Abu-Amer Nabil, Beckerman Pazit
Institute of Nephrology and Hypertension, Sheba Medical Center, Israel.
Sackler Faculty of Medicine, Tel Aviv University, Israel.
Harefuah. 2021 Apr;160(4):210-214.
Treatment of atherosclerotic renal artery stenosis (RAS) is still controversial. Several randomized controlled trials have shown that percutaneous transluminal renal angioplasty with stenting (PTRAS) is not superior to medical treatment, and the procedure is commonly reserved for malignant hypertension, flash pulmonary edema or deterioration of kidney function. The most challenging symptomatic RAS cases are patients with severe stenosis resulting in acute kidney injury (AKI) requiring acute hemodialysis. The risk-benefit ratio in these cases is uncertain. While those patients might benefit the most from revascularization, the success rate after prolonged time on dialysis is unknown. This is a representative case study of a patient with solitary kidney and high grade RAS who presented with anuric AKI indicated for hemodialysis. Twenty-eight days after starting hemodialysis the patient underwent PTRAS as a rescue therapy and 5 days after the procedure urine output resumed, the patient became polyuric and kidney function improved and the patient stopped hemodialysis.

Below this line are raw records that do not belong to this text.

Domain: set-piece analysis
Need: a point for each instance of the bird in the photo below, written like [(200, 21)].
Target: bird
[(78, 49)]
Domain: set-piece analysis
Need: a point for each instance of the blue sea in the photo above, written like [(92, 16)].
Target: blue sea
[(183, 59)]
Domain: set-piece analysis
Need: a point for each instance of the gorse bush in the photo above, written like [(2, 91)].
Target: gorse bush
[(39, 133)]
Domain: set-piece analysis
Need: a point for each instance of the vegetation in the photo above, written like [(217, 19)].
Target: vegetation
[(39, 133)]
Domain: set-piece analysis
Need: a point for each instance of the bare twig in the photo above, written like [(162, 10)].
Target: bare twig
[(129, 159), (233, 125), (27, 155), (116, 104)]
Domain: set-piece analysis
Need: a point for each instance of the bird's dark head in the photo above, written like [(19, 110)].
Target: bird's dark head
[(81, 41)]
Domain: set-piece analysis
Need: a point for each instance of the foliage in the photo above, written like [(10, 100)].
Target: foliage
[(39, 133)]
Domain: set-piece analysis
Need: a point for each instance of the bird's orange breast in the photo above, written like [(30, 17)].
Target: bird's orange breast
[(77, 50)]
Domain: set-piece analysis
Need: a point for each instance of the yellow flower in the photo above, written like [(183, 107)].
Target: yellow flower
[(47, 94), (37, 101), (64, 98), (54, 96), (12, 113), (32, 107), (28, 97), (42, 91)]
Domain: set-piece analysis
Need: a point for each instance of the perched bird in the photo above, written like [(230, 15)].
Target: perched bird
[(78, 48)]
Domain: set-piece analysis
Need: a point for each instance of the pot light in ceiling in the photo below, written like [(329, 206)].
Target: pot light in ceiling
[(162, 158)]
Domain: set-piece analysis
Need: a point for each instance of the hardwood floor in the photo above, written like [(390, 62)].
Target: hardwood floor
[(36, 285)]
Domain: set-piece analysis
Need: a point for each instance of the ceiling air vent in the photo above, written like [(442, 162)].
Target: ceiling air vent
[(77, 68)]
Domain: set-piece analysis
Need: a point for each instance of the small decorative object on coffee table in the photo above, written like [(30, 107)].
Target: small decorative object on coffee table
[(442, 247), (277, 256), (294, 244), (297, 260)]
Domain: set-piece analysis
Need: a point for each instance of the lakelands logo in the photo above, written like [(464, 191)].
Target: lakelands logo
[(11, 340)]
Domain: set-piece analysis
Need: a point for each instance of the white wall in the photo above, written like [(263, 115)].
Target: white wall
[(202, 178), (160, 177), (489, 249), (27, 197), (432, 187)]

动脉粥样硬化性肾动脉狭窄(RAS)的治疗仍存在争议。多项随机对照试验表明,经皮腔内肾血管成形术加支架置入术(PTRAS)并不优于药物治疗,该手术通常适用于恶性高血压、急性肺水肿或肾功能恶化。最具挑战性的有症状RAS病例是严重狭窄导致急性肾损伤(AKI)需要急性血液透析的患者。这些病例的风险效益比尚不确定。虽然这些患者可能从血运重建中获益最大,但长期透析后的成功率尚不清楚。这是一例有代表性的病例研究,患者为单肾且患有高级别RAS,出现无尿性AKI,需进行血液透析。开始血液透析28天后,患者接受PTRAS作为挽救治疗,术后5天尿量恢复,患者出现多尿,肾功能改善,停止血液透析。